Black Nag, The

Historical sources
Set formation
Difficulty

A classic early Playford dance that's popular with beginners, and sufficiently forgiving that you can often get away with calling it in an English Ceilidh. 

My way of calling it isn't massively novel but there are a few things I do slightly differently.

Part 1
A1 (4) Lead up a double and back
A2 (4) That again
B1 (8) All take both hands with partner:
1st couple gallop up the room (2)
2nd couple gallop up to join 1st couple (2)
3rd couple gallop up to join the others (2)
All let go and turn single right (2)
B2 (8) All take both hands with partner again:
3rd couple gallop back down (2)
2nd couple gallop back down (2)
1st couple gallop back down (2)
All let go and turn single right (2)
Part 2
A1 (4) Side right with partner (4)
A2 (4) Side left with partner (4)
B1 (8) 1st long corners (at the left end of each line) change places (optionally galloping past each other back to back, right shoulder first) (2)
2nd long corners (at the right end of each line) change places as the 1st corners did (2)
Middles change places the same way (2)
All turn single right (2)
B2 (8) Repeat B1 to get back home
Part 3
A1 (4) Arm right with partner (4)
A2 (4) Arm left with partner (4)
B1 (8) Men's line hey, starting with first man casting down
Optionally finish with men turn single right in last 2 bars if they have time
B2 (8) Women's line hey, starting with first woman casting down
Optionally finish with women turn single right in last 2 bars if they have time

Repeat twice more, each time with first couple casting to the bottom in place of the first lead up a double and back, so that a new couple can lead.

X:1
T:Black Nag, The
M:6/8
L:1/8
K:Dm
A| "Dm"d>ed "C"e>de| "Bb"f>ef "A"efg| "Dm"a>gf "A"e>de| "Dm"d3-d2 :|
|:d|"Am"ecA ecA| ecA ecA|"Dm"afd afd| afd afd|
"Am"ecA ecA|ecA e2 f/g/|"Dm"a>gf "A"e>de| "Dm"d3-d2:|
Original from The Dancing Master 4th Edition

The introductions are standard. As there's no sets or turn singles in them, it doesn't really matter which foot you use – for consistency with other dances of the period I'd personally start the lead up with a left foot both times, while I'd use a left foot for the side right and arm right, and a right foot for the side left and arm left.
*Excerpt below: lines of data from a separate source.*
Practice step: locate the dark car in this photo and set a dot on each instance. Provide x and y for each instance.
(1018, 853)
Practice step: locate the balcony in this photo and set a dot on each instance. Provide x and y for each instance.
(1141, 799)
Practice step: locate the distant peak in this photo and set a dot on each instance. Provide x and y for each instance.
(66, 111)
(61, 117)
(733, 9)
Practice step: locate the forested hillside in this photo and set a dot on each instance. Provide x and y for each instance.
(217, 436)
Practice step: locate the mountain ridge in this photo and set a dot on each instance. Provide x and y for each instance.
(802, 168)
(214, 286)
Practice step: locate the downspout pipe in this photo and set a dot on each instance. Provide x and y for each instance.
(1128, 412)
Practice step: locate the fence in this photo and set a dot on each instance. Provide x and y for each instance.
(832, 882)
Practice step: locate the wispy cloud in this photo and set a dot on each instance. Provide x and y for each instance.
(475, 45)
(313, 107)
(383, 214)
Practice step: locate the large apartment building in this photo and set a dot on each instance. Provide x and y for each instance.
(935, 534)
The first figure is straightforward, and is a reason why this dance works well in a ceilidh – "slips" translate to "gallop". I turn single right, because it's what everyone is expecting, and if you weren't galloping is the foot you'd be on. You could argue for turning up after the first set of gallops (and down after the second set) but only I think if you're being deliberately perverse :-)

The second figure was interpreted by Cecil Sharp as a sideways gallop, and that's how I learned the dance. It's not really what the dance instructions say, but it is a lot of fun, and is thematic – the dance is called "The Black Nag" after all, and if you're being particularly exuberant then horse imitations are quite common. Should you wish to simply change places then feel free to do so – it would need to be danced to cover the ground necessary, probably a skipped double.
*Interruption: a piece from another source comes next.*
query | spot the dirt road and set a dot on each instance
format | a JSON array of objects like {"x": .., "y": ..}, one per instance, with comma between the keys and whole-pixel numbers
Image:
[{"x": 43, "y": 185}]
There's no mention of a turn single after this, but assuming 2 bars for each pair to change places, there are two bars left over, and the obvious way to fill them is with a turn single as in the first figure – which is what Sharp proposes.

In the third figure, we get to do a hey. As I've said in my article on heys, I've currently settled on doing these by starting with the first couple casting into them. So in the first hey, the first man casts into the hey passing left shoulder with second man; in the second hey, the first women casts into the hey passing right shoulder with second woman.
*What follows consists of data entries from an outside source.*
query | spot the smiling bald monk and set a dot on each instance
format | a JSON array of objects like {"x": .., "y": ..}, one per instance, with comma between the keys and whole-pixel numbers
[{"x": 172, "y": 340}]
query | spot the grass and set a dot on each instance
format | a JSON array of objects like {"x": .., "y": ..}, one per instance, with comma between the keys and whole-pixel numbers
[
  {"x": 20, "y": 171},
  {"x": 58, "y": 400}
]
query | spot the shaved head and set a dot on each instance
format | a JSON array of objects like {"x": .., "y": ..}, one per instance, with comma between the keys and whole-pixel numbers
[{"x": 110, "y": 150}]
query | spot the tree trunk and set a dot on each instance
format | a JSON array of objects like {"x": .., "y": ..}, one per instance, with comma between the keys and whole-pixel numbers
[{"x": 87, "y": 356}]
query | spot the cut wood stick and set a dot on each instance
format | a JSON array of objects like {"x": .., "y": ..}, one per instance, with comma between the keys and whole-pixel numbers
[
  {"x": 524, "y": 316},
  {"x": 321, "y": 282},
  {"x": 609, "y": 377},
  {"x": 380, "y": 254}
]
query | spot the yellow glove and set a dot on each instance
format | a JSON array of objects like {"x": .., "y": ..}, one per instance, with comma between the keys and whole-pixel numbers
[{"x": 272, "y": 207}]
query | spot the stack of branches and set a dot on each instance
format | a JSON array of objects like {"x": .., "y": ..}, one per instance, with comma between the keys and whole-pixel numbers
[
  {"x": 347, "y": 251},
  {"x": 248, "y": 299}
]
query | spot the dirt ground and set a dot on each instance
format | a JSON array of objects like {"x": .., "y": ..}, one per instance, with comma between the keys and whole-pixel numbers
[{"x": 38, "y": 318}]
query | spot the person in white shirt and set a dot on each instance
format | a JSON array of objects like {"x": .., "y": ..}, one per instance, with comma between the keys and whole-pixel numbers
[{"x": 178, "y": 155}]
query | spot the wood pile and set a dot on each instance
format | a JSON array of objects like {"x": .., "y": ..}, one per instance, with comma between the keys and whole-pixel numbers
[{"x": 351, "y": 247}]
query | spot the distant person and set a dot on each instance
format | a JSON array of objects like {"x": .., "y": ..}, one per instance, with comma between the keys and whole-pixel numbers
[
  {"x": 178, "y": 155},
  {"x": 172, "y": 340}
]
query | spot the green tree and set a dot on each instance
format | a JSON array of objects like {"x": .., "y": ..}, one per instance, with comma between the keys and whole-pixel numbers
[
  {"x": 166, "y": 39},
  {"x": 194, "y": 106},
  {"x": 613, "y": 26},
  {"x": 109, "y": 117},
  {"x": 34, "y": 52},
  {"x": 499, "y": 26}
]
A hey for 3 naturally takes about 6 bars if danced, so, for symmetry with the rest of the dance, if you want to finish that with a turn single too then that seems very reasonable embellishment – but it's not in the instructions. Sharp suggested it only for the men while the women finish their hey so that everyone is dancing at the end, but left the heys as 8 bar moves in common with other dances.

Having done this all the way through, I almost always do it again twice more with the other couples leading, as described in my article on progressions – start the next time through with the first couple casting to the bottom instead of the first lead up a double and back.

This dance is easy to call gender free:

  • In the second figure, define first and second corners as people on the left and right end of the line respectively.
  • In the third figure, use features of the room to clarify which line is the "first line" to do the hey first, and which line is the "second line" to do the hey second.